Date: Fri, 2 Jan 2015 17:24:13 -0800
From: Bret Victor
Subject: Re: column view for interactive drawing tool
Emails crossed.  :)  Yeah, what you said.  I think that's much better, especially if you give some kind of clear visual indication of what's been overridden.

To take this to the extreme -- if you could create a Group and add variables to it, then it wouldn't behave any differently than an object you created at the top-level, right?  So you create your entire Scene out of Groups (that is, the "moving light clock" would just be a Group, the "light clock" would just be a Group), and you only extract one of these Groups into its own class if you want to instantiate it multiple times, or otherwise want it to live at the top-level.

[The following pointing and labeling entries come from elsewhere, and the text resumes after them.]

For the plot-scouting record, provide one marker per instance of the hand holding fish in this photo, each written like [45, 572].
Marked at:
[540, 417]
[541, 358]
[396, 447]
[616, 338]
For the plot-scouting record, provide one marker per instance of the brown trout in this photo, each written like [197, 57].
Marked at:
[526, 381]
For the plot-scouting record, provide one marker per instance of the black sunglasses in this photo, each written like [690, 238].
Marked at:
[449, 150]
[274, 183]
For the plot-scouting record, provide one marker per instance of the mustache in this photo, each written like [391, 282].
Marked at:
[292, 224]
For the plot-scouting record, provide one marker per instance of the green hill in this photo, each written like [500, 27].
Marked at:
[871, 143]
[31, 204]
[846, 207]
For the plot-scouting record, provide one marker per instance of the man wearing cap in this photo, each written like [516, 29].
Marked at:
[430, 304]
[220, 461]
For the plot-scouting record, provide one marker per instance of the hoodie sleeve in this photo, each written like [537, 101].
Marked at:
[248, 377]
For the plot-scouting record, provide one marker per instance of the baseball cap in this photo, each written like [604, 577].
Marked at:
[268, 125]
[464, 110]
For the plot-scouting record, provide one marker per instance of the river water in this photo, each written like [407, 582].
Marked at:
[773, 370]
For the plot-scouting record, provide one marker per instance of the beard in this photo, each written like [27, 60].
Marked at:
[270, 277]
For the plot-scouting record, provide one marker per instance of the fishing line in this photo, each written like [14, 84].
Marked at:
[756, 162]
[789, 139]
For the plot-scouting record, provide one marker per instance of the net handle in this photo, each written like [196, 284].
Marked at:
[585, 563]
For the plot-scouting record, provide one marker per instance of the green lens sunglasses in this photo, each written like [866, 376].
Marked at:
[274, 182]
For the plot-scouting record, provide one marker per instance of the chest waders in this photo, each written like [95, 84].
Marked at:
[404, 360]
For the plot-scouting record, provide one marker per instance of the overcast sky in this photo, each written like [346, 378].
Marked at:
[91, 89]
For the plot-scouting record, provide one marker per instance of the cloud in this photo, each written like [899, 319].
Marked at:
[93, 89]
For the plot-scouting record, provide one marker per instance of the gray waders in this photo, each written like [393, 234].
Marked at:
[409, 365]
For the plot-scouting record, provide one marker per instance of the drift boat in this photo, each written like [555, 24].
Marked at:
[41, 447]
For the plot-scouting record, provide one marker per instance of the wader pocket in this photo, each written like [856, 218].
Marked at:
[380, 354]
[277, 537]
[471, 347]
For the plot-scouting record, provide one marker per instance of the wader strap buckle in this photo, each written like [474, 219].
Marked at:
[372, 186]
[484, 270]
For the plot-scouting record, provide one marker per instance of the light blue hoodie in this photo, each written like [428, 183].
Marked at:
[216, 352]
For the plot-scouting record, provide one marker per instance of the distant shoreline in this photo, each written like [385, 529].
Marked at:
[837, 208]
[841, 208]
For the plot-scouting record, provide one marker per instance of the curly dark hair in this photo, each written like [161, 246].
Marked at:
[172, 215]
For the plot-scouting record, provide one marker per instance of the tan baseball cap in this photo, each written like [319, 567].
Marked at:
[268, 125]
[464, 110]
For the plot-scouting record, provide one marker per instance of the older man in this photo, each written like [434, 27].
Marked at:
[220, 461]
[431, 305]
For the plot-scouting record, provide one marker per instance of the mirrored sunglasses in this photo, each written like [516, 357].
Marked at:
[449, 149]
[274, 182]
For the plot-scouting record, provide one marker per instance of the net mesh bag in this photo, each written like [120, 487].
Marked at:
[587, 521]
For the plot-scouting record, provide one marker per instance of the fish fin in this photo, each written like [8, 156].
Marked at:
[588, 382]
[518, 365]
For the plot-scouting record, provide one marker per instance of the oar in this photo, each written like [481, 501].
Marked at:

This would be better for allowing you to sketch out your diagram by freely messing around (instead of having to commit to any hierarchy decisions up-front).  (I really liked this sort of thing in OpenLaszlo, where you could build things as one-offs, and then later think about what parts you wanted to reuse, and easily extract those parts into their own classes.)



On Jan 2, 2015, at 4:57 PM, Toby Schachman wrote:

On Fri, Jan 2, 2015 at 3:40 PM, Toby Schachman wrote:
I suppose a way around it is to just "deep clone" everything when you drag something in so every value is very concrete but I think this is unsatisfactory to the types of adjustment you'd want to make, like turning the photon from a circle into a star or whatnot.

I guess a different way might be whenever you change a property, it only changes it in that specific instance within that specific diagram that you're editing (at the top level, i.e. the diagram that's selected in the left-hand panel).

So if you wanted to change the photon from a circle to a star everywhere, you edit the photon diagram. But if you want to change the photon to a star just in one place, you can edit it in that one place and it won't affect the photons anywhere else in the system.

An advantage of this is you don't need to "hoist" a property from the Inspector into the Variables panel every time you want to change a tiny thing in a sub-diagram. A disadvantage is that it might be confusing if something deep is changed and it's confusing why this one Light Clock is acting differently than all the other Light Clocks. But then I guess you could click on the misbehaving Light Clock and find the deep thing that is changed.

Am I overthinking this? Any references about these issues? Vaguely reminds me of Jonathan Edwards' calling by copying idea from the first subtext.